To meet that requirement, agencies are taking all sorts of cost-cutting measures. Big things include not filling open positions. Small things include encouraging employees to use e-mail instead of printed paper to reduce the cost of office supplies.
And the uncertainty over what the final budget will look like is causing further problems.
Local school systems, for instance, don’t know how much money they will have to pay teachers in the rapidly approaching new school year. School officials also don’t know if the state budget will include an increase in average class sizes — a cost-saving measure that was included in budget proposals put forward by the N.C. Senate and N.C. House.
“Superintendents and principals are trying to hire teachers and fill positions, but they don’t know how many positions they’re going to have,” said Bill Harrison, the chairman of the State Board of Education. “Every one is doing their planning on a worst-case scenario until we get something definitive.”
In the court system, officials have suspended the rotation of Superior Court judges, who normally rotate among various counties every six months. To cut down on travel expenses, all judges have been ordered to remain in their home districts.
In a budget memo to judicial employees, the director of the N.C. Administrative Office of the Courts warned that if there is no permanent state budget in place by the end of the month, the department may not have enough money to pay out full salaries and other critical expenses.
Payments for witness fees, expert testimony and other expenses are already being delayed.
Similar delays affected the payment of some money in the N.C. Department of Health and Human Services, which held up some checks that pay for indigent patients in rest homes.

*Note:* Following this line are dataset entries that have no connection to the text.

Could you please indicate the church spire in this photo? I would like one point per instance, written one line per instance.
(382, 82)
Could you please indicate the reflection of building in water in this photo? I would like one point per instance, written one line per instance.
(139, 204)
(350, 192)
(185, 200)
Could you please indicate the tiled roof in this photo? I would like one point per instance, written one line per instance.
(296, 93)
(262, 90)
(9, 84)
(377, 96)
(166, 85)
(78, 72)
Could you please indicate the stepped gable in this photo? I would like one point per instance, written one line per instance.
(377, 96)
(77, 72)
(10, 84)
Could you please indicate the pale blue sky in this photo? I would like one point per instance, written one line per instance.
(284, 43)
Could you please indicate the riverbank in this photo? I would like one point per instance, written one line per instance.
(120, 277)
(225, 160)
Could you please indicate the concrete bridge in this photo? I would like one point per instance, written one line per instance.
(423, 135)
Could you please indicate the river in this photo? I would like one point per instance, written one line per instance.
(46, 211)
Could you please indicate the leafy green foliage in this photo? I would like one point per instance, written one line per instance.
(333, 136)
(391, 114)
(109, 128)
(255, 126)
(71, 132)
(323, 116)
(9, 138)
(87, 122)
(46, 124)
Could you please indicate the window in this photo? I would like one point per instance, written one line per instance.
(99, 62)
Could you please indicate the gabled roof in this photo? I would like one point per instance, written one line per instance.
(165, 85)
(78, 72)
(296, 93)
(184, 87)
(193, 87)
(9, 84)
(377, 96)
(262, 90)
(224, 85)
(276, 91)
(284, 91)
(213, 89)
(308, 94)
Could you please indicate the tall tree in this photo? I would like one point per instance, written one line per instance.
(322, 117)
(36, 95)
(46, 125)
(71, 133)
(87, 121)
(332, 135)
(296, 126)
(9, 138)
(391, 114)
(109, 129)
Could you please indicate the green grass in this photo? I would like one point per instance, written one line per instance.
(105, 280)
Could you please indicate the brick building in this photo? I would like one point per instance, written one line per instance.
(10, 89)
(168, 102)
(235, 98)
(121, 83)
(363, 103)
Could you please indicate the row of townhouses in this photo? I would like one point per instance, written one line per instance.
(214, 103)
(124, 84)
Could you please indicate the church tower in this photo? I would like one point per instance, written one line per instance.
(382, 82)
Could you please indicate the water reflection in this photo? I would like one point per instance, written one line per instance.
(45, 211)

Lanier Cansler, the state’s secretary of health and human services, said that the checks were delayed four or five days because of “cash-flow issues,” but he said that the problem is now fixed.
The budget deadlock is especially hard on nonprofit groups that have contracts with the state to provide services and depend on state money, Cansler said.
“We’re having to hold those funds back,” he said. “That obviously creates a good bit of turmoil for those organizations.”
As everyone waits for a final budget, the legislators in charge of passing it appear to have made little progress on the key stumbling block: how to raise about $1 billion in new taxes.